Apparently, there's been a sharia court sitting for several months at the Hijaz College Islamic University in Nuneaton, Warwickshire. It's said to be the UK's first Islamic sharia court.
This tribunal – which calls itself the Muslim Arbitration Council – "operates alongside the British legal system" and has "binding legal status". There may be things wrong with the British legal system (as there are with any legal system), but it's what our legislators have put in place for Britain, and we, using an admittedly flawed electoral system, have put those legislators in place, using the limited democracy successive governments allow us to have.
Further legal arrangements should be decided by our elected representatives, not a bunch of deluded, Allah-soaked superstitionists who think their imported, religiously inspired legal system should sit in addition to, and have "binding legal status" alongside, the one that is legally in place in the country they've chosen to live in.
But this is more evidence of the sinister creeping Islamisation that the great and the good in the UK are allowing to slither over and around us. They won't be happy till it's too late to stop it, and, as if from a Kafkaesque nightmare, they'll wake up one morning to find they're ruled by Islamist politicians and adjudicated over by an Islamist judiciary.

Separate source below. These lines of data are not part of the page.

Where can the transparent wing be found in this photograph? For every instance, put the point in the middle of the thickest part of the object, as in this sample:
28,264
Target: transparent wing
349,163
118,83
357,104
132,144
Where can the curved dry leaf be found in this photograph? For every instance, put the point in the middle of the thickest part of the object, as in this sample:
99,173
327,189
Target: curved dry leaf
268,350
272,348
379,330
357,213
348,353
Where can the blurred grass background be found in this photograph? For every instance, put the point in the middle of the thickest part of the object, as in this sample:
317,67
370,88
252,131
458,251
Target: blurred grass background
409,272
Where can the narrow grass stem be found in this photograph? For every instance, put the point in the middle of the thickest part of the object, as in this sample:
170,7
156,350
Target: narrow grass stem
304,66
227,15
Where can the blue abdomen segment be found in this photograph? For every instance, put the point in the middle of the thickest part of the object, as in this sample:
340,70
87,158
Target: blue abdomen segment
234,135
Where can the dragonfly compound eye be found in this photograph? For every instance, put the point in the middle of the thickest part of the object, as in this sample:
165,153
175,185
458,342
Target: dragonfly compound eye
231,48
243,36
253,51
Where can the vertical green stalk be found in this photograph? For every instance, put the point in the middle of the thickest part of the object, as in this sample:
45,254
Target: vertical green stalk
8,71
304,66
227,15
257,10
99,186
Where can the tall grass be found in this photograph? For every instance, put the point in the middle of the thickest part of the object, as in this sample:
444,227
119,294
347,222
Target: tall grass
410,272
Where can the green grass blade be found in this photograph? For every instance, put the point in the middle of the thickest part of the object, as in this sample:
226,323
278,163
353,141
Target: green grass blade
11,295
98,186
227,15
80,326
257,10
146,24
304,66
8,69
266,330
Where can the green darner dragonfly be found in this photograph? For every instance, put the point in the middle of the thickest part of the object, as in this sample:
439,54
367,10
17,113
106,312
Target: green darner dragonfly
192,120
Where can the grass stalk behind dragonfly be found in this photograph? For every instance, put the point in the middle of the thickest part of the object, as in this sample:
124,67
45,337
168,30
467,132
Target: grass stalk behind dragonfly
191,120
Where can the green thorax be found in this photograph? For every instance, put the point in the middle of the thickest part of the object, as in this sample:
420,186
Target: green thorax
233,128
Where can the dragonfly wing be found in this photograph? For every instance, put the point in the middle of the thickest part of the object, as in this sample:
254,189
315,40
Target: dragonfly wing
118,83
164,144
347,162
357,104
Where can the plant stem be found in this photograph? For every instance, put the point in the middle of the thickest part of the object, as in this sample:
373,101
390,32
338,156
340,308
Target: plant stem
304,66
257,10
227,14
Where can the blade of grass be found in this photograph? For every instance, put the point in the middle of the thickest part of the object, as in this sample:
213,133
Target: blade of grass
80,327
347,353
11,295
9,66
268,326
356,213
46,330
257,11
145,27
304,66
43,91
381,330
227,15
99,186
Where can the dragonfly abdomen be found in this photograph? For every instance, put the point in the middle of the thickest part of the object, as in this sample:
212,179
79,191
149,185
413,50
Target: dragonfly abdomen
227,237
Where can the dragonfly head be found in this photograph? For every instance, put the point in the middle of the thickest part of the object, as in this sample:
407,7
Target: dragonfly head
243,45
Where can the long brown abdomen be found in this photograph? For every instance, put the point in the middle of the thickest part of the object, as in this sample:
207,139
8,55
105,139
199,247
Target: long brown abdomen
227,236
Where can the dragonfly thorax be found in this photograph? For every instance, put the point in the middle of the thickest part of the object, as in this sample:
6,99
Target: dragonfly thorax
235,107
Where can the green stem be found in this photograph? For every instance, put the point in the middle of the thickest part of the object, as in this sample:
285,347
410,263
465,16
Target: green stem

Recently, Britain's Lord Chief Justice, Lord Phillips, said there was no reason why sharia law could not be used for contractual agreements and marital disputes. Well, there's no reason, presumably, my lord, why any two parties shouldn't thrash out an agreement over just about anything, provided that decision didn't then obviate the need for the law to step in (if it were a situation that would normally involve it).
I mean, if you and I agree that you won't park your ugly, gas-guzzling people carrier outside my house, but it took a couple of neighbours to help us decide on that agreement, there's no harm in that. So was there any need for such a pronouncement? Is it not just a form of arbitration, of which there are many in the UK?
Ah, but this is sharia? So where does sharia differ from British law? What is wrong with arbitration panels and County Courts already in existence under civil law? Perhaps the clue is here, where the paper says:
But in some Muslim countries punishments handed out under the legal system have included beheadings, public floggings and thieves’ hands being chopped off.
Faisal Aqtab Siddiqi, a commercial law barrister and head of Hijaz College, who has sat in judgment at a number of the tribunals, said British society was not ready for such punishments.
But he added that if society became more "civilised" then those who broke the law should expect to receive the highest degree of punishment [my emphasis].
Is that what he would prefer, then? That Britain should become "civilised" and start to separate people from their limbs?
If the paper has reported him faithfully (and it is a trashy tabloid, don't forget, but presumably it knows its representation of him can be challenged), then this man is a dangerous and deranged idiot, and ought to be prosecuted for inciting violence. For that's what his sentiments look like.
If he's telling fellow Muslims (and he is a "scholar", let us not forget, and will command respect) that it would be "civilised" to use "the highest degree of punishment", and he feels that those punishments should include decapitation, amputations and floggings, there's something seriously wrong with a country that allows the head of one of its educational institutions (albeit one many of whose teachings are based on uncivilised seventh-century thinking) to hold such views and express them publicly with his official hat on.
And this is someone who is part of the ideology that is pushing for an end to criticism of the Muslim "faith" within the UN. He and his cranky kind, his fellow sharia-ists, can call, it seems, for people to be flogged and have their heads amputated, but they don't want us to criticise their disturbing, wacky, menacing, sinister worldview.
Perhaps it's the college that ought to lose its head.